Murdoch urges China to open up its film market


Hoping the record-breaking Chinese revenues from "Avatar" can be replicated many times over, Rupert Murdoch urged China on Sunday to further open up its movie market.
On Saturday, Murdoch and his Chinese-born wife, Wendi Deng, walked the red carpet at the Shanghai International Film Festival's opening ceremony alongside Hollywood stars including Susan Sarandon and Matt Dillon. A day later, pageantry gave away to tough talk.
Speaking before a panel discussion on film finance attended by a top Chinese film regulator, the Australian-born media mogul said despite rapid growth, the Chinese cinematic market was still underdeveloped.
Murdoch said the numbers were breathtaking: Chinese box office revenues surged from just $150 million in 2005 to $1.5 billion last year, and a theater-building rush is expected to raise the number of movie screens in China from the current 6,200 to 20,000 in five years. Most of the new screens use 3-D compatible digital projectors.
"The truth is there is no more exciting market in the world than this one," he said.
Murdoch has seen the dividends firsthand. The 2009 3-D sci-fi epic "Avatar" - released by Fox, a unit of Murdoch's News Corp. - brought in a whopping $204 million in China, second only to the movie's American box office take.
However, the News Corp. chairman went on to say that "the promise" of China's investment in screen infrastructure "has not been fully realized because market access remains so restricted."
China maintains import restrictions that effectively limit the country to 20 foreign blockbusters a year. Film imports are still controlled by the state-owned China Film Group - despite a December 2009 ruling from the World Trade Organization urging Beijing to allow foreign studios to distribute their own movies in the country.

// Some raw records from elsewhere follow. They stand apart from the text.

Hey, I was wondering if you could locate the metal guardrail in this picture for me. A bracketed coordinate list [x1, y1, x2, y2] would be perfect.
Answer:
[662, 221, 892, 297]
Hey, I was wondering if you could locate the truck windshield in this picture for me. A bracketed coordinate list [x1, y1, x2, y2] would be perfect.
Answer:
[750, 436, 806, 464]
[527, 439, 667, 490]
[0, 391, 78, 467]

"This presents significant challenges," Murdoch said, adding that limited access to foreign content encourages piracy.
"In the long run, it will only limit the opportunity for China to grow its cinema market. As China's theatrical market tries to continue to grow, it is critical to fill the pipeline with more local films as well as more films imported from other countries," he said.
Veteran Hollywood producer Mike Medavoy agreed.
"We, the American market and American filmmakers and the rest of the world need the Chinese market to open up," he said. Major productions "cost a lot of money and therefore you need outside revenues, and revenues will come out of China."
The Chinese regulator attending Sunday's session, Zhang Pimin, didn't immediately respond to Murdoch's speech. In his own speech, Zhang, vice minister of the State Administration of Radio, Film and Television, didn't address market access but said the Chinese government wants to encourage Chinese filmmakers to raise funds from capital markets. Chinese studios have only recently began to go public, with Huayi Brothers Media Co. listing on the Shenzhen Stock Exchange and Bona Film Group listing on Nasdaq.
Murdoch's wife, however, was more diplomatic. Producer Wendi Deng is getting ready to release the drama "Snow Flower and the Secret Fan" in China on June 24. Chinese-American director Wayne Wang's adaptation of the Lisa See novel by the same name will be distributed in North America by News Corp.'s Fox Searchlight Pictures - but the production was mainly funded by Chinese investors.
Asked by the host about the chllenges of shooting in China, Deng jokingly said the list was too long and instead thanked her investors: Huayi Brothers, Shanghai Film Group and IDG Capital Partners. "I was lucky that when I really liked this project, I had a worldly team and they were willing to invest," Deng said in her native language, andarin.
Asked by an audience member about the benefits of shooting in China, Deng quickly praised China's lower costs, which enabled "Snow Flower" filmmakers to build an epic set in the Hengdian studios in eastern China.